Нора посмотрела на газету, которую Фред опять поднял и держал, как щит.

— И почему ты до сих пор ничего не говорил мне? — Ей хотелось выхватить у него газету и разорвать ее в клочья.

Вздохнув, Фред снова опустил газету и хмуро посмотрел на жену.

— Потому что Энни сказала, что перезвонит и все скажет тебе сама, что она и сделала, — процедил он сквозь зубы. — А еще потому, что не желаю влезать в глупую свару между тобой, дочерью и твоей матерью.

Глупую? — Она едва удержалась, чтобы не накричать на него. — Ты мог бы помочь мне, Фред. — Она была крайне довольна холодностью своего тона.

— Это ты начала войну, Нора, причем намного раньше моего появления в твоей жизни. Я решил сохранять нейтралитет.

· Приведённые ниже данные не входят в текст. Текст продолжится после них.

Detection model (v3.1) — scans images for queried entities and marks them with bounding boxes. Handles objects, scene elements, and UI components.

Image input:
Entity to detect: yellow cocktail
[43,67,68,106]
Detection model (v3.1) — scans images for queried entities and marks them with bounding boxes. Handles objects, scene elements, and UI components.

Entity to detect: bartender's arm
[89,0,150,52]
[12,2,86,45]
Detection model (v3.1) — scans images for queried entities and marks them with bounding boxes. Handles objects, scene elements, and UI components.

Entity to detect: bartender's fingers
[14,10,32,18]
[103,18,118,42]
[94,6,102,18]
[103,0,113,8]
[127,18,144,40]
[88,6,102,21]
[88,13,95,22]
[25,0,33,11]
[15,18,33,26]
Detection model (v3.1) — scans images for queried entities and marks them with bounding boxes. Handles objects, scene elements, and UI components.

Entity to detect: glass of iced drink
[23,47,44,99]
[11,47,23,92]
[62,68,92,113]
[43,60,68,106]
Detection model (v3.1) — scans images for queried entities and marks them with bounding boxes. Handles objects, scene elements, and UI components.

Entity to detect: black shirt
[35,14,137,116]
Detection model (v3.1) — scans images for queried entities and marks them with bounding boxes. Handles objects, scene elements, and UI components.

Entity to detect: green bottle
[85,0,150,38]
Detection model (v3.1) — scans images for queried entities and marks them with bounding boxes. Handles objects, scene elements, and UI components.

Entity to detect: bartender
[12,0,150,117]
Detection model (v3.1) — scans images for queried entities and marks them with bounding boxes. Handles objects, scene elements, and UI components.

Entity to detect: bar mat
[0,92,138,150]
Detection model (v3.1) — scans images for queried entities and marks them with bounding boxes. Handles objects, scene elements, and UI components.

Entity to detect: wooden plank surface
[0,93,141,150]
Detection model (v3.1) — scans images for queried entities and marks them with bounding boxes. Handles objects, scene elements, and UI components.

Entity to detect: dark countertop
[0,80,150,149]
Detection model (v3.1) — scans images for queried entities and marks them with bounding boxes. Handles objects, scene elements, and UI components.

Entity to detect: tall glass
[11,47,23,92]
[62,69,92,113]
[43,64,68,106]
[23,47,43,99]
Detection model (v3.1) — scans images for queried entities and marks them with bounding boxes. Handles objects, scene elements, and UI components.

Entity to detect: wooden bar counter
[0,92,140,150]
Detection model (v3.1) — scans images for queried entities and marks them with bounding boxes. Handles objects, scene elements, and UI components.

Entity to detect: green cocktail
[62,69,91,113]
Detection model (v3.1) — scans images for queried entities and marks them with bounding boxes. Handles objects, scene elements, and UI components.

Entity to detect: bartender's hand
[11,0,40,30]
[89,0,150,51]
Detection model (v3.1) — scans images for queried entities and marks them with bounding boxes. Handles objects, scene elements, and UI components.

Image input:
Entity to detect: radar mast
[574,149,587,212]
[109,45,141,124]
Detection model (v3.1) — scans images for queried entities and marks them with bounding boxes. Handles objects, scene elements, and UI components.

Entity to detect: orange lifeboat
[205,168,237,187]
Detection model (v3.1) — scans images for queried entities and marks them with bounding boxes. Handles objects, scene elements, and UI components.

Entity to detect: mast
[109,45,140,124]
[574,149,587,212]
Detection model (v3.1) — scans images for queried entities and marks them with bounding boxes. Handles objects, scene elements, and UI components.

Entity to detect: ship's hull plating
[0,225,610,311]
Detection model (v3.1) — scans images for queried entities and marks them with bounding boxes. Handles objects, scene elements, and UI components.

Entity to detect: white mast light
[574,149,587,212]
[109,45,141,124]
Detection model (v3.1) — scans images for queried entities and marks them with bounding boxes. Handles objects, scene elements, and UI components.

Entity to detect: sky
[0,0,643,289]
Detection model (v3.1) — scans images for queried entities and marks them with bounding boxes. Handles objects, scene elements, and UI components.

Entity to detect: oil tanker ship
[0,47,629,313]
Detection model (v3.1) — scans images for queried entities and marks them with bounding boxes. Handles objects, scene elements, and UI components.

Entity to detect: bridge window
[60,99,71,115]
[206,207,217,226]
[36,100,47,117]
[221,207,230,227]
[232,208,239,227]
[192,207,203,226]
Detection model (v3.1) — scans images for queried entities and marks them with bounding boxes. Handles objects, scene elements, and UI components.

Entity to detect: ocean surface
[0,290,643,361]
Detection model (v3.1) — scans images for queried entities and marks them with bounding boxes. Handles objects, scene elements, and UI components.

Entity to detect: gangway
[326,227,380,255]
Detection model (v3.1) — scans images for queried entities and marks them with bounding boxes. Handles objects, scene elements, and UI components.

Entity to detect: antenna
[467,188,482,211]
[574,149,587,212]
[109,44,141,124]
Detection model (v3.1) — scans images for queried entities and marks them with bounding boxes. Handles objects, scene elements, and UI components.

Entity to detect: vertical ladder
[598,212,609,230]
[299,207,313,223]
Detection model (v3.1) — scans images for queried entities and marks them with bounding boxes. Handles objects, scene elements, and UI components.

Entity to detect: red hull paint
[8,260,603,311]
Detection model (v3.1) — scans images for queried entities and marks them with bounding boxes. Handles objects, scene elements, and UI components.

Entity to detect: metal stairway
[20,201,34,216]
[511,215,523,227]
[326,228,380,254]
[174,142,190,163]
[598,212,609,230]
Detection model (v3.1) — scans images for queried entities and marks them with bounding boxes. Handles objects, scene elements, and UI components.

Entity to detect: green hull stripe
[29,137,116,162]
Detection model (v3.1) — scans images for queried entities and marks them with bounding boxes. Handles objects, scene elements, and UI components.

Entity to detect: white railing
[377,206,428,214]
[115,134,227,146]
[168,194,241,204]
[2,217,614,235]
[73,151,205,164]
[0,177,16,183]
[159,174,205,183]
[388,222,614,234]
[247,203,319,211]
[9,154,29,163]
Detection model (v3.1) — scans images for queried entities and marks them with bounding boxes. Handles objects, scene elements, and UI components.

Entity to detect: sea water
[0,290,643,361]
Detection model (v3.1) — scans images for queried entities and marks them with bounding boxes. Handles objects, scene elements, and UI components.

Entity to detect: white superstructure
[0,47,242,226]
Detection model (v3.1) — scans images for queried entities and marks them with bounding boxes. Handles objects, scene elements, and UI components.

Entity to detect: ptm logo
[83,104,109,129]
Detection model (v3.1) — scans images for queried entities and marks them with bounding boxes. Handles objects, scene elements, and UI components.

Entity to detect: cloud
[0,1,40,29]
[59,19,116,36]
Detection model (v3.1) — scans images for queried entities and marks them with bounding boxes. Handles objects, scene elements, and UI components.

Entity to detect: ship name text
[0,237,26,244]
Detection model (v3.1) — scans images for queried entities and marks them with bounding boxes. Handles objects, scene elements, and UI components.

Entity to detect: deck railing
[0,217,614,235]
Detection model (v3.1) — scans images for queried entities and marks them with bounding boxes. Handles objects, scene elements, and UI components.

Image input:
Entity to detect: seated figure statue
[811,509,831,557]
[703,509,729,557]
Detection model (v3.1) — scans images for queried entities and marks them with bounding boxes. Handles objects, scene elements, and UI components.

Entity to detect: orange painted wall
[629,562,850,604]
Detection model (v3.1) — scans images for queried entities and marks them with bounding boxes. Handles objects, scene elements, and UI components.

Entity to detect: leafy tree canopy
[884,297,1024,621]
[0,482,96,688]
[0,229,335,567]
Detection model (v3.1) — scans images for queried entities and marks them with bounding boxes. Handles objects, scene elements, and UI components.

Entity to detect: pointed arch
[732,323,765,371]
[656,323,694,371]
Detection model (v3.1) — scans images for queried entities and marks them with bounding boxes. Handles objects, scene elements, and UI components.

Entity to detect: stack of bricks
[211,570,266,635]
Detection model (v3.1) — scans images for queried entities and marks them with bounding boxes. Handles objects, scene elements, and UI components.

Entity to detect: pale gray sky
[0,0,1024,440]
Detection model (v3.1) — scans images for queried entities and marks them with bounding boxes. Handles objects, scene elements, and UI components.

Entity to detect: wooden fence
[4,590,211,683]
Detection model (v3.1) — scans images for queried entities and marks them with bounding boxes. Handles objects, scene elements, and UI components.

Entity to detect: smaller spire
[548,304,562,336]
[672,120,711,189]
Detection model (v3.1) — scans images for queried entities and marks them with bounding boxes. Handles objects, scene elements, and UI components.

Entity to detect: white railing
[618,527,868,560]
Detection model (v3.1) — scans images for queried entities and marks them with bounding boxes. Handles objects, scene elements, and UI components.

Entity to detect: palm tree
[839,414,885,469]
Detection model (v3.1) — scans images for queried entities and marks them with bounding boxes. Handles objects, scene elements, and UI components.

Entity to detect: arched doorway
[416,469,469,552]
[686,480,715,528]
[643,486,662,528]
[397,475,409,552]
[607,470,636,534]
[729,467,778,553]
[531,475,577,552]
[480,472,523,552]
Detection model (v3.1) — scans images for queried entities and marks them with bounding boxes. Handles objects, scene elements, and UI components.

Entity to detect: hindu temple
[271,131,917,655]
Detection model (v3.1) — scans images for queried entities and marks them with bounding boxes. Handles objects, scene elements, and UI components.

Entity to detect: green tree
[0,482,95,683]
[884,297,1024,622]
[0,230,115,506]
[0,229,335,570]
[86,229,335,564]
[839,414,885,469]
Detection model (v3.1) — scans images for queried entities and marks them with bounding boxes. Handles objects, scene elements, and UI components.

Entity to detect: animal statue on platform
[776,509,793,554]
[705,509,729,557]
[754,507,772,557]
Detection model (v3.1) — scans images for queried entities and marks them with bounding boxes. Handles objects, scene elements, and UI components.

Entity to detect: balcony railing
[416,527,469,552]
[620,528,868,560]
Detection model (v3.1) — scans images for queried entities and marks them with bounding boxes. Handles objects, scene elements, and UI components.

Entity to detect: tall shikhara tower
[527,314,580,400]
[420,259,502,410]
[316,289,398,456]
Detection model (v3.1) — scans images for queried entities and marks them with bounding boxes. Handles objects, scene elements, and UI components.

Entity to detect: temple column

— Это равносильно тому, как если бы ты встал на сторону Энн-Линн. Или моей матери.

Фред закрыл газету и швырнул ее на стол, словно перчатку. Глаза его загорелись.

— И что плохого, если Энни хочет устроить празднование Дня благодарения в этом году у твоей матери? Она делает это из добрых побуждений.

— Добрых? Ты так думаешь? — Она зло рассмеялась. — Дочь прекрасно знает, что я хочу провести праздник здесь, в нашем доме. И моя мать тоже знает об этом.

— Зачем тебе это? Чтобы потом жаловаться, сколько дел тебе пришлось переделать, а никто не оценил твоих стараний? Или чтобы под этим предлогом снова не встречаться со своей матерью?

У нее перехватило дыхание, щеки запылали.

— Мать может прийти, если захочет.

— Как это великодушно с твоей стороны, — сухо ответил Фред.

— Это нечестно! Я приглашала ее и раньше. Она сама не хотела приходить.

— Насколько я помню, у твоей матери нет водительских прав. Разве не так? Ты когда-нибудь предлагала подвезти ее или вызвать для нее машину?

Нору охватила нервная дрожь.

— Она сама могла бы заказать машину.

Он покачал головой, печально глядя на жену:

— Майкл обращается с тобой так же, как ты со своей матерью. Ты никогда об этом не задумывалась?

Глаза Норы наполнились слезами.

— Майкл меня любит.

— Только это совсем незаметно.

У Норы задрожали губы.

— Жестоко говорить мне такие слова!

— Я женат на тебе пять лет, но ни разу не слышал от тебя ни одного доброго слова о твоей матери. А за те несколько раз, что я видел ее, я понял, что она очаровательная женщина.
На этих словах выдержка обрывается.